Reagan’s missile defense program also set the stage for GPS and laser technology—products that have become major economic forces in the 21st century.
President Obama referenced several of the military’s most consequential inventions during a speech on the role of government on April 10.
"The Internet, GPS, those things were created by us together, not by ourselves," he told a throng of supporters at Florida Atlantic University.
Nowak’s research follows a long line of scholars who have looked into scientific advancement in the defense community.
Retired Smithsonian curator and scientific historian Paul Forman said the military shifted the focus of scientific research from the abstract to applied use, a renewed focus that made military funding instrumental to technological and commercial progress.
Forman found that the American military's R&D efforts led to "historic quantitative growth" in the field of physics by enlisting scientists to pursue "security through ever more advanced military technologies."
The federal government was responsible for more than 30 percent of the $400 billion spent on research and development in 2009, including grants it issued to contractors, universities, and other organizations.
Setbacks in research and development began during the Bush administration when funding for long-term projects was shifted to finance the wars in Afghanistan and Iraq. The reallocation of resources accelerated under President Obama and former Defense Sec. Robert Gates, a Bush holdover.
"We started focusing our money on buying things like body armor, stuff to help us win the wars," the defense source said. "When Obama took office and made cuts, we thought we were shifting R&D funds to buying that kind of stuff. Instead, [then-Office of Management and Budget head] Jacob Lew said ‘this is ours now’ and took it away from defense."
Ambitious weapons projects such as the F-22 Raptor and scientific projects such as research for the ESMART GPS project were shelved or delayed as the administration looked to finance an ambitious domestic agenda based upon clean energy and pumping money into education.

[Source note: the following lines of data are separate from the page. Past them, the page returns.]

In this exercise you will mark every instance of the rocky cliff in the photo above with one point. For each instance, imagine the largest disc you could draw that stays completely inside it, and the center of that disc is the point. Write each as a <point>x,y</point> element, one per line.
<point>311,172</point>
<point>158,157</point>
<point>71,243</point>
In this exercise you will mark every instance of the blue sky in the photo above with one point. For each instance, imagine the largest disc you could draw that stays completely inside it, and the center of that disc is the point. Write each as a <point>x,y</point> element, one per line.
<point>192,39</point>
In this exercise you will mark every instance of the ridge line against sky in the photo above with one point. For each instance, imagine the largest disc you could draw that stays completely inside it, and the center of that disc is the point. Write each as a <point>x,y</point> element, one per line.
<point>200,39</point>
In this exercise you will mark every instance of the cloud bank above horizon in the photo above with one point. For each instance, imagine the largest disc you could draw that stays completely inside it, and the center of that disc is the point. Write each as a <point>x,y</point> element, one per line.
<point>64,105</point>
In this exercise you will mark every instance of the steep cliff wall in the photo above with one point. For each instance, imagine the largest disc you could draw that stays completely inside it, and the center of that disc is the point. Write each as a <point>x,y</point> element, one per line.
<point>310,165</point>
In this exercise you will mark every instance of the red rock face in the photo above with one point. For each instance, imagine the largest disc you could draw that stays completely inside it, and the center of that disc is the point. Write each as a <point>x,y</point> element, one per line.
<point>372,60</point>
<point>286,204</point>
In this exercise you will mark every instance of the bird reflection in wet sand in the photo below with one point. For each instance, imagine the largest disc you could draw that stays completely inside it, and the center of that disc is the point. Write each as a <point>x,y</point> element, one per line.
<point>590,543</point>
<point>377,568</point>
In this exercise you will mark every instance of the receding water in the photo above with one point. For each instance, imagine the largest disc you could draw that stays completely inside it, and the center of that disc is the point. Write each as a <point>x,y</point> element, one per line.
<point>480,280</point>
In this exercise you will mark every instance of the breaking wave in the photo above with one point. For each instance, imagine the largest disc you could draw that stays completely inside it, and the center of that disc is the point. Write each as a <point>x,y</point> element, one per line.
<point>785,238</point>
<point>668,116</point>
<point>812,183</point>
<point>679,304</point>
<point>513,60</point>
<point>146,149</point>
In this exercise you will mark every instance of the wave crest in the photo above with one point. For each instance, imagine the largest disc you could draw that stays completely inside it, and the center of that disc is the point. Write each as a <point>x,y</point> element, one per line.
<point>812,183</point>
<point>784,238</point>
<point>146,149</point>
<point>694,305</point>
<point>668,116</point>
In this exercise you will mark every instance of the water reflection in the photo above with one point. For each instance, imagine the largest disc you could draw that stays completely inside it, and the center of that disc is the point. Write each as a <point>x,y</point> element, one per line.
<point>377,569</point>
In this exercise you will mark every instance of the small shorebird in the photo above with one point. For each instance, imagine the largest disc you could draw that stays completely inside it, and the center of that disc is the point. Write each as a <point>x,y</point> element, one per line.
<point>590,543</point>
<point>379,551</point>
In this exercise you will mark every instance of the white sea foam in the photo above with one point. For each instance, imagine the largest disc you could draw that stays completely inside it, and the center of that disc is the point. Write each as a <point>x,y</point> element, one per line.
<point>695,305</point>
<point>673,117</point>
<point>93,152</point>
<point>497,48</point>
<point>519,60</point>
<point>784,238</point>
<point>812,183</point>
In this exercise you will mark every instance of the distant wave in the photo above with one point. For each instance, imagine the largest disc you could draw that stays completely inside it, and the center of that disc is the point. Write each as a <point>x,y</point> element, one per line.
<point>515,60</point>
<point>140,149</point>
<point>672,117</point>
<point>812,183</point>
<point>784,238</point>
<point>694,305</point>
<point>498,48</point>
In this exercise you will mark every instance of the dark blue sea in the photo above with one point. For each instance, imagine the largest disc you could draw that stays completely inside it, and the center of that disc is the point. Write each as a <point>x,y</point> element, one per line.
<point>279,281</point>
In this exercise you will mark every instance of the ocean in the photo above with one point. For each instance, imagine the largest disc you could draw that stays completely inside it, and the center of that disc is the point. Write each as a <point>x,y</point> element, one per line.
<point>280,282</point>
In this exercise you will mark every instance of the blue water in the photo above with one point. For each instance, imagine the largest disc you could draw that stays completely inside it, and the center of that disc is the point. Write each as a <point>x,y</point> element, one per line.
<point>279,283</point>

"Generally speaking, military and NASA funding have always done well under Republicans, then Democrats come in and there are cuts," Nowak said. "When you have any government budget, there are competing priorities."
The military is readying for even more cuts under the sequestration mandated by the Budget Control Act of August 2011, which would impose additional $500 billion in defense cuts over the next decade. That could deal a further blow to research and development, slashing the budget by $8.4 billion, according to a top military source.

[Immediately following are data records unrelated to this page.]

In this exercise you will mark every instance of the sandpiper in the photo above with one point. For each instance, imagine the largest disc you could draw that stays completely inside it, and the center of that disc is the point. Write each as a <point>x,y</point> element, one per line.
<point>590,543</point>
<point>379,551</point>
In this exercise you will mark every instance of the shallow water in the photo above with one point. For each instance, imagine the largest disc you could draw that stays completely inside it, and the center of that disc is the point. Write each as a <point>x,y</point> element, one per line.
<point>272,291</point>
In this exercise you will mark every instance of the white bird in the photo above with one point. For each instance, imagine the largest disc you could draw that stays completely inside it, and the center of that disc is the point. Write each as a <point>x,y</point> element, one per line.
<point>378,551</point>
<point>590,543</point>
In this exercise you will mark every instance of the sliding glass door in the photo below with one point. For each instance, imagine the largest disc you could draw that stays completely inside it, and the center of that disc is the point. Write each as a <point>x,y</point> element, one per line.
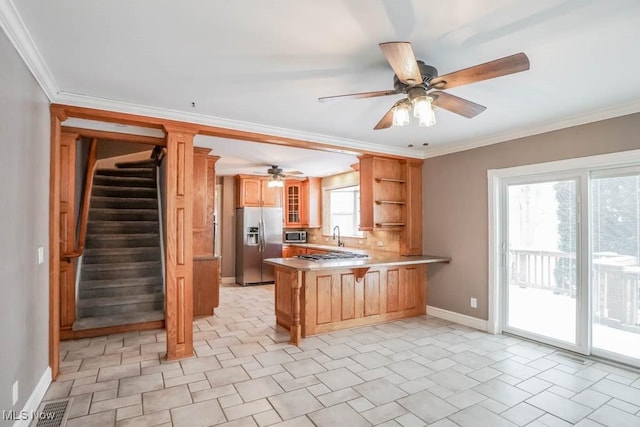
<point>615,267</point>
<point>568,250</point>
<point>541,271</point>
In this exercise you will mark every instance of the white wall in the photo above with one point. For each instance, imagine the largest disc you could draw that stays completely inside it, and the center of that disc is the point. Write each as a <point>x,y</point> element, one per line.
<point>24,225</point>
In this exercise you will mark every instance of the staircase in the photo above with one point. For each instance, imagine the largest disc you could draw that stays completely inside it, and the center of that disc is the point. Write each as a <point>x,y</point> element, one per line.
<point>121,278</point>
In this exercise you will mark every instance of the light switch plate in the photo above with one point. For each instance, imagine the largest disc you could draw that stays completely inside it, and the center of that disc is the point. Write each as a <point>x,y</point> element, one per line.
<point>15,393</point>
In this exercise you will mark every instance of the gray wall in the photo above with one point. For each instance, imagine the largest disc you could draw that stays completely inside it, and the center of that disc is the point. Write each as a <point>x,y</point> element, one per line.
<point>24,225</point>
<point>456,202</point>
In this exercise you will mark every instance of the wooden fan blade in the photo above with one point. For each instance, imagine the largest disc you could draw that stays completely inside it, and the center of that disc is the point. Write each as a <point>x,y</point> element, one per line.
<point>456,104</point>
<point>489,70</point>
<point>403,61</point>
<point>386,121</point>
<point>359,95</point>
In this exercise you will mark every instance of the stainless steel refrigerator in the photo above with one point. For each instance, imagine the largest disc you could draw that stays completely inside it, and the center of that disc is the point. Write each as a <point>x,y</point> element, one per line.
<point>258,236</point>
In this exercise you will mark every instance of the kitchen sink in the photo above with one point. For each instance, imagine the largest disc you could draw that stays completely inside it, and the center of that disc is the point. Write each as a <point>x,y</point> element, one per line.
<point>332,256</point>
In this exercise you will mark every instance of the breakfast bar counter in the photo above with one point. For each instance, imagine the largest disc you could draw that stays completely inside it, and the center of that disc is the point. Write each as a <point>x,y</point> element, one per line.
<point>318,296</point>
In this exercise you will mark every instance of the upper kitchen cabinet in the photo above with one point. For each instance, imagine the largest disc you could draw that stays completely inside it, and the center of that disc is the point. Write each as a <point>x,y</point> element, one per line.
<point>391,199</point>
<point>204,181</point>
<point>302,203</point>
<point>253,191</point>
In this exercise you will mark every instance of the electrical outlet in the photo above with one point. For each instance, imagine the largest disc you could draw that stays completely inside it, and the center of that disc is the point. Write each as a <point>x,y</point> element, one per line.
<point>15,393</point>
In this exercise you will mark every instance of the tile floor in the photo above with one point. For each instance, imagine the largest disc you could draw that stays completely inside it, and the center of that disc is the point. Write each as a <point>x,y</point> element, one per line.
<point>413,372</point>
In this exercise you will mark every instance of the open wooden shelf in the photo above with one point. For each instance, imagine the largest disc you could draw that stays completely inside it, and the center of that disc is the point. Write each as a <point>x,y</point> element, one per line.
<point>390,202</point>
<point>399,181</point>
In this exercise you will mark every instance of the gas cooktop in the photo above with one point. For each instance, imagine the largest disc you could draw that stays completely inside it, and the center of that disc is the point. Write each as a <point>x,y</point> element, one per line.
<point>332,256</point>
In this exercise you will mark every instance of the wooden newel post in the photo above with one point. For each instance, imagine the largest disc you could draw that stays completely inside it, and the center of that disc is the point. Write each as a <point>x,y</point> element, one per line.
<point>179,242</point>
<point>296,328</point>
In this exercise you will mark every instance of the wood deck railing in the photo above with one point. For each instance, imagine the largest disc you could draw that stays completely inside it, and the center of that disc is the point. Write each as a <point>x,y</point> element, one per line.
<point>615,279</point>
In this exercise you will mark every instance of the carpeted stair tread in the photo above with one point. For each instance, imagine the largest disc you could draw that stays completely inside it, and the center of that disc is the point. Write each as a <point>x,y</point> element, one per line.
<point>92,307</point>
<point>114,202</point>
<point>122,319</point>
<point>125,236</point>
<point>110,283</point>
<point>122,279</point>
<point>111,255</point>
<point>132,172</point>
<point>114,214</point>
<point>117,225</point>
<point>123,192</point>
<point>140,265</point>
<point>133,181</point>
<point>147,163</point>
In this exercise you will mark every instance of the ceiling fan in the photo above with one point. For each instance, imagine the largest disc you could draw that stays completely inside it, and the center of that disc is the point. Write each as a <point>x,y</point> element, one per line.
<point>424,87</point>
<point>277,176</point>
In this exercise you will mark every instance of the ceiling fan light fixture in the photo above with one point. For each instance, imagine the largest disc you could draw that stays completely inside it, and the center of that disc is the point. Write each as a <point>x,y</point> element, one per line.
<point>401,115</point>
<point>423,111</point>
<point>275,182</point>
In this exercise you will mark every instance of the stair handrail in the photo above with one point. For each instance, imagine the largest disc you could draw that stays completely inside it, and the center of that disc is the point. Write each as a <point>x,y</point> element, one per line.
<point>86,195</point>
<point>157,154</point>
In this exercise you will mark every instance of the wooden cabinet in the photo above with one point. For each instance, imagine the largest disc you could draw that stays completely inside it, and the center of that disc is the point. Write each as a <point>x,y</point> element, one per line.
<point>287,251</point>
<point>294,201</point>
<point>313,203</point>
<point>320,301</point>
<point>391,199</point>
<point>206,267</point>
<point>303,203</point>
<point>204,187</point>
<point>253,191</point>
<point>206,285</point>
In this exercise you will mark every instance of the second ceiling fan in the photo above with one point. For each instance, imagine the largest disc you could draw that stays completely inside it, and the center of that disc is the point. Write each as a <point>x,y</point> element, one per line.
<point>424,87</point>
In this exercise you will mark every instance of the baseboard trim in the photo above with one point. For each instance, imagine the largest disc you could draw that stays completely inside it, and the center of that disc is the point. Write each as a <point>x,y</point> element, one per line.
<point>463,319</point>
<point>35,398</point>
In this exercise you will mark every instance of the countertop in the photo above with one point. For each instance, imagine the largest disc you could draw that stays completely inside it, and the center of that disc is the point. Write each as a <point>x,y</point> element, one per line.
<point>330,248</point>
<point>376,259</point>
<point>205,257</point>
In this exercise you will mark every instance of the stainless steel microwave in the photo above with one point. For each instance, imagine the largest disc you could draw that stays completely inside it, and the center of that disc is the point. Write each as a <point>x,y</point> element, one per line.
<point>298,236</point>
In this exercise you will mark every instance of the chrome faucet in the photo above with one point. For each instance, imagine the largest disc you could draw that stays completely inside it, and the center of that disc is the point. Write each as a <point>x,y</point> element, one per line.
<point>334,235</point>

"They’re getting hit hard and they’re going to get hit even harder," he said. "Those are blind cuts, 12 percent out of everything, including R&D—it would be catastrophic."
Lew, who became Obama’s chief of staff in early 2012, echoed these sentiments during the debt ceiling debate last summer.
"There could be significant impacts on our military capabilities and on our ability to execute the current national security strategy," he said in a letter to House Armed Services Chairman Howard (Buck) McKeon (R., Calif.). "Reductions of this magnitude, imposed in this manner, could pose a significant risk to national security."
While sequestration is set to take place at the end of 2012, Obama’s proposed budget cuts are not inevitable. After the president’s budget failed to pass a budget in 2011, Congress passed a series of resolutions to continue funding government spending, including military R&D, at 2010 levels.
The president has not signed a budget in three years.